Serie TV, Netflix: La prima dell’ultimo ballo

Serie TV, Netflix: La prima dell’ultimo ballo

Esce oggi su Netflix “The Last Dance”, la docu-serie di 10 puntate sull’ultima straordinaria cavalcata all’anello NBA dei Bulls di Michael Jordan.

Lo aspettavamo.
Non solo gli appassionati di basket, non solo gli sportivi, non solo i nostalgici.
Lo aspettavamo tutti questo documentario.
Perché “se chiedessimo ad un bambino di disegnare una macchina, la disegnerebbe sicuramente rossa” – come recitava Enzo Ferrari in un’intervista – e se chiedessimo a qualsiasi persona di indicarci il più grande sportivo di sempre, con tutta probabilità, risponderemmo tutti all’unisono: “Michael Jordan”.
Negli anni Novanta, secondo una ricerca condotta in Cina, tra i giovani ragazzi cinesi, venne chiesto chi fosse il più grande uomo di tutti i tempi ed ancora una volta la risposta è stata: “Michael Jordan”.
Non serve che stiamo qui a snocciolare statistiche e numeri, perché – citando Federico Buffa – “i numeri lo offendono”.

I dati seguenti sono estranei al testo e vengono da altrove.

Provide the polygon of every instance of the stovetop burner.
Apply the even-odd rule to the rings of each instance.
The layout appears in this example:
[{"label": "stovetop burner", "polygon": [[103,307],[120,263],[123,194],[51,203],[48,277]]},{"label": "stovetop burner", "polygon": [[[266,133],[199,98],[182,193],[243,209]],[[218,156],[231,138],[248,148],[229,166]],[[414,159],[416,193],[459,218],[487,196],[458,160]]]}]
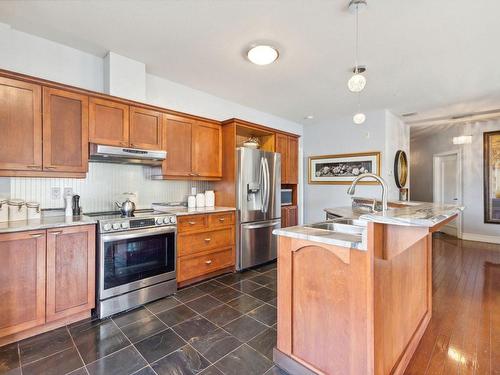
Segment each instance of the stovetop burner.
[{"label": "stovetop burner", "polygon": [[175,215],[152,209],[135,210],[133,216],[124,216],[120,211],[89,212],[85,215],[97,219],[101,233],[172,226],[177,222]]}]

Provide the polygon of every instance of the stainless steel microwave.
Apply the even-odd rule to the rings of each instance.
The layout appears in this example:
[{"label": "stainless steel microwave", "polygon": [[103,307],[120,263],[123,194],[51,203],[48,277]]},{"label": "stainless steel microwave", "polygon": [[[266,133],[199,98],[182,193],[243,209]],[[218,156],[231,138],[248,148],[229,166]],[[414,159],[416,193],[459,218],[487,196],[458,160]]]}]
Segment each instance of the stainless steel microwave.
[{"label": "stainless steel microwave", "polygon": [[281,189],[281,205],[291,206],[292,202],[292,189]]}]

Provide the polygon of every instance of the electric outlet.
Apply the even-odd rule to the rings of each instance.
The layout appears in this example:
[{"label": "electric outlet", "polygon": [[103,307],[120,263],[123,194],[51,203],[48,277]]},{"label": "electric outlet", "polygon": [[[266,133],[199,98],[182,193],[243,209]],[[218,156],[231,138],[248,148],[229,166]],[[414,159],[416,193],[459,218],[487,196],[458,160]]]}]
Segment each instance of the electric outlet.
[{"label": "electric outlet", "polygon": [[50,199],[54,200],[61,199],[61,188],[58,187],[50,188]]},{"label": "electric outlet", "polygon": [[68,195],[73,195],[73,188],[71,187],[64,188],[64,196],[67,197]]},{"label": "electric outlet", "polygon": [[196,195],[196,186],[191,187],[191,195]]}]

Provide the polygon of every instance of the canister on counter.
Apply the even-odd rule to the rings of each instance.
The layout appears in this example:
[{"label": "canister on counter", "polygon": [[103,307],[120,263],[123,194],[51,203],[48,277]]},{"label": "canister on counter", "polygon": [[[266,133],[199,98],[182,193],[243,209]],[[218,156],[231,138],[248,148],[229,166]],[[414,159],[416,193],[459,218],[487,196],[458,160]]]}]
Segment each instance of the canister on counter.
[{"label": "canister on counter", "polygon": [[26,220],[28,218],[28,210],[26,203],[22,199],[9,199],[9,221]]},{"label": "canister on counter", "polygon": [[28,220],[40,219],[42,216],[40,213],[40,203],[26,202],[26,208],[28,210]]},{"label": "canister on counter", "polygon": [[9,207],[7,206],[7,198],[0,198],[0,223],[9,221]]}]

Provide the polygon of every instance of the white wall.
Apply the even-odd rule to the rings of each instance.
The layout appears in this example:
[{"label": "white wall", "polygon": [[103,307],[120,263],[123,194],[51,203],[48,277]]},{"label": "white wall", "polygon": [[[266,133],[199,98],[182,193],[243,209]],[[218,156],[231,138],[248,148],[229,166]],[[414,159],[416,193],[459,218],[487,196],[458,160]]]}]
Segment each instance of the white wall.
[{"label": "white wall", "polygon": [[[440,126],[439,130],[411,140],[410,174],[413,200],[433,199],[432,157],[441,152],[462,150],[463,237],[500,241],[500,225],[485,224],[483,217],[483,133],[500,130],[500,119]],[[472,143],[454,145],[453,137],[471,135]],[[481,239],[481,238],[479,238]]]},{"label": "white wall", "polygon": [[[393,176],[394,156],[398,149],[408,151],[408,129],[392,113],[381,110],[366,114],[363,125],[355,125],[351,117],[339,117],[311,127],[304,127],[304,222],[324,220],[324,208],[351,205],[348,185],[314,185],[308,183],[308,157],[315,155],[381,152],[382,177],[389,185],[389,198],[398,199]],[[381,197],[378,185],[359,185],[356,196]]]},{"label": "white wall", "polygon": [[[113,69],[113,66],[114,64],[110,64],[110,69]],[[0,68],[98,92],[104,91],[103,58],[19,32],[4,24],[0,24]],[[115,66],[114,69],[117,67]],[[119,84],[119,82],[115,82],[115,84]],[[238,117],[299,135],[302,135],[303,132],[300,124],[150,74],[146,75],[146,103],[216,120]],[[301,150],[302,144],[300,144],[300,152]],[[73,182],[70,183],[69,180],[64,179],[42,181],[42,179],[35,178],[0,178],[0,195],[6,195],[10,192],[11,195],[21,198],[36,197],[43,203],[42,207],[53,207],[57,206],[58,203],[51,202],[50,196],[47,196],[50,192],[50,186],[64,187],[74,184],[75,191],[82,195],[82,203],[86,206],[85,210],[89,211],[87,207],[92,210],[94,208],[96,210],[102,209],[104,200],[111,200],[111,196],[117,191],[141,190],[142,188],[139,194],[142,200],[141,204],[147,205],[151,202],[146,202],[146,200],[157,200],[160,196],[164,199],[172,197],[172,200],[177,200],[174,197],[187,194],[190,187],[190,183],[187,182],[183,182],[181,185],[174,181],[151,181],[149,183],[143,179],[137,179],[137,170],[132,173],[133,169],[113,165],[103,167],[109,168],[109,175],[96,174],[104,179],[104,185],[101,185],[103,189],[92,190],[88,188],[88,185],[90,183],[97,184],[101,180],[96,179],[95,175],[92,174],[95,172],[95,167],[91,166],[90,168],[91,173],[87,179],[80,182],[72,180]],[[127,176],[132,174],[136,179],[125,178],[118,189],[115,184],[116,177],[113,177],[114,173],[124,173]],[[141,183],[138,185],[137,181]],[[105,188],[106,186],[107,188]],[[182,194],[181,186],[184,189]],[[42,195],[36,195],[38,189],[42,189]],[[105,191],[106,189],[109,191]],[[153,192],[150,192],[149,189],[153,189]],[[164,195],[161,195],[161,189],[165,190]],[[300,188],[299,194],[301,194]],[[302,209],[299,207],[299,213],[301,211]]]}]

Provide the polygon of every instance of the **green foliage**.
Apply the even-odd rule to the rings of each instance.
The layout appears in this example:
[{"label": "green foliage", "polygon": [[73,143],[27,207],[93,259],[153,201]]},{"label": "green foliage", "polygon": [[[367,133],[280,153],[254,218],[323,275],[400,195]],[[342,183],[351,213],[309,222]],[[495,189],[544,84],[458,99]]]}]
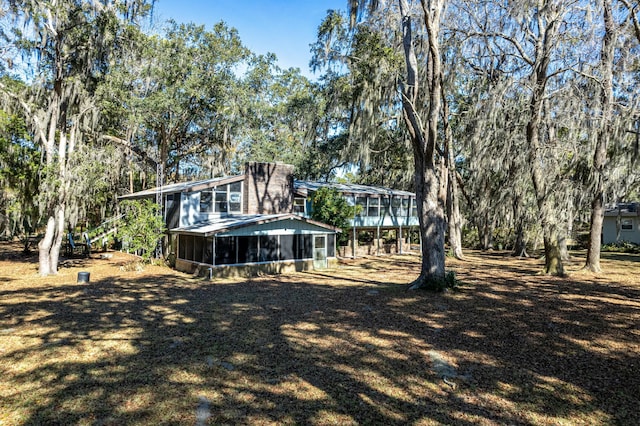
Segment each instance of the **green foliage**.
[{"label": "green foliage", "polygon": [[[6,79],[3,79],[6,81]],[[26,131],[24,118],[0,111],[0,215],[9,237],[27,237],[38,224],[38,163],[40,155]]]},{"label": "green foliage", "polygon": [[311,201],[311,218],[342,229],[342,233],[338,235],[338,244],[344,245],[349,239],[349,221],[356,213],[356,206],[349,205],[336,189],[327,187],[314,192]]},{"label": "green foliage", "polygon": [[612,253],[640,253],[640,245],[630,241],[617,241],[602,246],[601,251]]},{"label": "green foliage", "polygon": [[118,227],[118,238],[129,250],[141,252],[150,262],[165,232],[160,206],[151,200],[127,200],[121,203],[124,217]]},{"label": "green foliage", "polygon": [[506,250],[514,245],[513,230],[502,227],[493,230],[493,244],[498,250]]},{"label": "green foliage", "polygon": [[358,231],[358,244],[361,246],[369,246],[373,244],[373,232],[372,231]]},{"label": "green foliage", "polygon": [[398,242],[398,238],[396,237],[395,232],[384,231],[382,233],[382,242],[384,244],[395,244]]},{"label": "green foliage", "polygon": [[320,114],[316,89],[299,69],[281,70],[275,60],[253,58],[244,76],[243,142],[236,163],[280,161],[299,169]]},{"label": "green foliage", "polygon": [[236,69],[249,51],[237,31],[223,22],[207,30],[169,21],[163,34],[137,37],[138,50],[118,59],[100,91],[105,126],[153,153],[169,179],[228,173],[232,143],[251,112],[240,110],[250,92]]}]

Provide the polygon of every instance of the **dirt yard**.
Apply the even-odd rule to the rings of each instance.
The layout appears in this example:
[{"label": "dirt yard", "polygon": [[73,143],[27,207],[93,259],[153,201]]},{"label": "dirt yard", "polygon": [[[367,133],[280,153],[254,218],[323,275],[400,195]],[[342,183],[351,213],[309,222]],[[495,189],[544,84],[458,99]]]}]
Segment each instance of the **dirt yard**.
[{"label": "dirt yard", "polygon": [[637,255],[468,252],[432,294],[409,255],[210,282],[109,254],[41,278],[0,243],[0,425],[640,424]]}]

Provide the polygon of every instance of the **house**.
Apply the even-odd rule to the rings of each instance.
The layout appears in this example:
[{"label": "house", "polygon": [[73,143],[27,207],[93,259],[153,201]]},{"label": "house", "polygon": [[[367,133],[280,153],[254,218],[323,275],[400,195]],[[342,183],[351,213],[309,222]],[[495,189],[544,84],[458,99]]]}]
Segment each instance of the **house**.
[{"label": "house", "polygon": [[640,203],[618,203],[605,209],[602,244],[640,244]]},{"label": "house", "polygon": [[[162,197],[176,269],[253,275],[322,269],[337,262],[340,230],[310,218],[310,195],[327,185],[362,206],[352,220],[353,256],[358,254],[358,232],[375,232],[378,252],[382,231],[402,237],[403,229],[417,226],[410,192],[294,181],[293,166],[286,164],[247,163],[242,175],[164,185],[119,198]],[[402,241],[396,251],[402,252]]]},{"label": "house", "polygon": [[[359,206],[355,217],[351,219],[349,244],[343,247],[342,255],[357,257],[360,255],[403,253],[409,250],[409,231],[419,227],[418,207],[415,194],[389,188],[338,184],[324,182],[294,182],[294,210],[308,215],[313,209],[312,194],[322,187],[330,187],[340,192],[352,206]],[[368,234],[367,244],[358,244],[363,233]],[[387,238],[383,240],[383,236]],[[393,241],[393,243],[384,243]]]}]

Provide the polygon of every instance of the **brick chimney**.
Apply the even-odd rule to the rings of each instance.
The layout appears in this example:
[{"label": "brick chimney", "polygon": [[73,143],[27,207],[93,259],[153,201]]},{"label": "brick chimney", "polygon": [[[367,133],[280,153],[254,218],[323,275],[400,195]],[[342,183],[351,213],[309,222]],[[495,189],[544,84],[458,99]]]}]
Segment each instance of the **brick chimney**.
[{"label": "brick chimney", "polygon": [[293,212],[293,166],[280,163],[245,164],[244,208],[247,214]]}]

MJ piange accanto al padre con il primo trofeo conquistato nel 1991


Le anticipazioni che arrivano su questa serie, diretta da Jason Hehir, ci raccontano di come vengono svelati i retroscena di un personaggio complesso, cinico e unico.
Ci saranno interviste ai compagni (Scottie Pippen, Dennis Rodman, Steve Kerr..), al coach con il quale ha vinto tutto, Phil Jackson; non mancheranno i personaggi illustri come Barack Obama, The Pesident innamorato del gioco, che negli anni Novanta si trovava proprio a Chicago a fare il coordinatore di quartiere, e molti, moltissimi altri.

Ci sarà poi un viaggio alle “origini del mito”: da quella casa di Brooklyn in cui è nato, passando per i primi anni di college, la sua timidezza e la sua insicurezza.
Vi starete chiedendo se c’è un errore, ma no, nessun errore: Michael ha scelto il numero 23 solo perché il fratello giocava con il 45 e, secondo lui, suo fratello valeva il doppio.
Il viaggio continua per poi arrivare, non senza insidie e difficoltà, a quella macchina perfetta che lo ha portato ad essere 6 volte MVP in 6 finali giocate.
Lo stesso Michael ha detto: “alla fine della serie mi vedrete come un mostro”.

Per dargli ragione o torto, ammesso che si possa darglielo, dovremo aspettare il 18 maggio quando andranno in onda gli ultimi due episodi.

L’appuntamento è quindi su Netflix: the show must go on!